You’re biking in the school arboretum which you weren’t even supposed be doing in the first place and you fall and break your arm. But, intelligent child that you are you’ve remembered to sign up for health insurance and pay your $200 a month premium so this injury won’t sink your financial battleship. You go to the ED at an in-network hospital and pay a $100 copay at registration. You have x-rays and get a soft cast and the doc gives you 2 Percocet and an Rx for some Percocet for the road. You fill your Rx at the pharmacy and lucky you Percocet comes in generic and is on tier 1 of the formulary so you’re only out $7 for the pills. Man you sleep like a baby. Your health insurance plan doesn’t require a referral from your primary care doc so first thing in the morning you go to the orthopedist and pay your $35 specialist copay as you register. The doc examines your arm, puts on a hard cast and says see ya in 6 weeks.
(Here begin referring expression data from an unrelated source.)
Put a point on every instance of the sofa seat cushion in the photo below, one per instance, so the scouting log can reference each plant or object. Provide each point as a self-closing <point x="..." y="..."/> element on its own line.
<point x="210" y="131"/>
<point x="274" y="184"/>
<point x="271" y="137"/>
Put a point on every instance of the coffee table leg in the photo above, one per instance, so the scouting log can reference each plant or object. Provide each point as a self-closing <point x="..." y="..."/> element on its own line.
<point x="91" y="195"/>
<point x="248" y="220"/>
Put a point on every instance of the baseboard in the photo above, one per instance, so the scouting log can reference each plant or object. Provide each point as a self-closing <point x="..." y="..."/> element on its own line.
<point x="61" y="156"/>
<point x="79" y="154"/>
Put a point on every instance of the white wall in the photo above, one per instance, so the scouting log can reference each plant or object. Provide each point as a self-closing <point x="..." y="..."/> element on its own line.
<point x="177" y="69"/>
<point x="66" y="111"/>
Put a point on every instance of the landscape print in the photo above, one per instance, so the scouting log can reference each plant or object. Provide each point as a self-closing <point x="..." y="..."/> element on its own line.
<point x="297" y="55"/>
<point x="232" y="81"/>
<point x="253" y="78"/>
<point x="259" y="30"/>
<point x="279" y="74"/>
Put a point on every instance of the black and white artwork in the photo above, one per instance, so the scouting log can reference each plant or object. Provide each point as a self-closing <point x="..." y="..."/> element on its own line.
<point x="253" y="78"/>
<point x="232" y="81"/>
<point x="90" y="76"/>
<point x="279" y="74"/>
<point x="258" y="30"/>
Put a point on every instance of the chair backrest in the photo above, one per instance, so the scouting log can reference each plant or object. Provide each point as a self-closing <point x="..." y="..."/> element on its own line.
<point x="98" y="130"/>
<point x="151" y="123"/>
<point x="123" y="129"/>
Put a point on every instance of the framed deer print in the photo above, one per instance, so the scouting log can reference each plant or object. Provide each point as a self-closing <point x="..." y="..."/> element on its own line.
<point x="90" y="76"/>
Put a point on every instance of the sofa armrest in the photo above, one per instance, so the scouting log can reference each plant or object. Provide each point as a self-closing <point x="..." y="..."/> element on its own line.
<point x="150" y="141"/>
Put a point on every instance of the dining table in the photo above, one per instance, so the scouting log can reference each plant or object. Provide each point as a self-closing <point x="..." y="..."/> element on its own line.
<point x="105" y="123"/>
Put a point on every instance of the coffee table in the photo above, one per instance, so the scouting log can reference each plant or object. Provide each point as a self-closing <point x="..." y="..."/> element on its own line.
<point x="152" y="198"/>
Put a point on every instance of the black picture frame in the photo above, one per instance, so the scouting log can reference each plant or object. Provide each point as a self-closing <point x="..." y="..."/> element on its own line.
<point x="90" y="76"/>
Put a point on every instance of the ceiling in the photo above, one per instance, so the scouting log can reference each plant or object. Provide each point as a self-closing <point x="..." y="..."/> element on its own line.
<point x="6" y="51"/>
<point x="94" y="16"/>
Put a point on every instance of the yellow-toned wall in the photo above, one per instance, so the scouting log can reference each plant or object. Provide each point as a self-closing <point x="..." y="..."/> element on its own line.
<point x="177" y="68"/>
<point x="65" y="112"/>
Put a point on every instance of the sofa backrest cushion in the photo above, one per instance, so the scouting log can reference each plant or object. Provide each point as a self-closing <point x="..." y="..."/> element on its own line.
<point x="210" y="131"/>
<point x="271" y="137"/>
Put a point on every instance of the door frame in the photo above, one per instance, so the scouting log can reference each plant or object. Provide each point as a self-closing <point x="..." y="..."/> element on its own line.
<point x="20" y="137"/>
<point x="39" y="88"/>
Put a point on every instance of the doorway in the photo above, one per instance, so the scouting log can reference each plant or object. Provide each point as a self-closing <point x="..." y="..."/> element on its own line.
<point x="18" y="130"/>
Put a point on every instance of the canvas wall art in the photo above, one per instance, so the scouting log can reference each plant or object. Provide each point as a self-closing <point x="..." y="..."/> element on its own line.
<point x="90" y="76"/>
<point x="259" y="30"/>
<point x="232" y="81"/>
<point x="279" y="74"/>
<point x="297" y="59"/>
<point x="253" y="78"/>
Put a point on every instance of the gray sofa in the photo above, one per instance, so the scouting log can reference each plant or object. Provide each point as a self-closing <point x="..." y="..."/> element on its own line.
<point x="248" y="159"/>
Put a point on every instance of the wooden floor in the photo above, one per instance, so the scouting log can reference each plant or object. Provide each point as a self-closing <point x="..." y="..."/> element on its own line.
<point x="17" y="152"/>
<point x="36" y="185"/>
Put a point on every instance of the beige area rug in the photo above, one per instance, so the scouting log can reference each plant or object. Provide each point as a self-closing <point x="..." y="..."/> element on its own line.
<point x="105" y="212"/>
Four weeks later you’re scratching your arm with a coat hanger and the bills are rolling in. You have a $200 deductible for physicians’ services, diagnostics, or treatments, so you have to pay the full $200 bill for the Emergency Services Physician’s Group (this pays your ED doc for his time). That satisfies your deductible. Bills from the hospital system arrive and you pay a 20% coinsurance on the x-rays, the soft cast, and the meds they gave you in the hospital. Next comes the bill from the private practice orthopedist who bless his heart is also in-network. You pay 20% coinsurance on the amount he charged for setting and casting your arm.

You’ve paid about $500 towards your out-of-pocket maximum for the year. If you’re going to have a catastrophic injury or illness, it would be cheapest for you to do it now and not wait for re-enrollment to come around!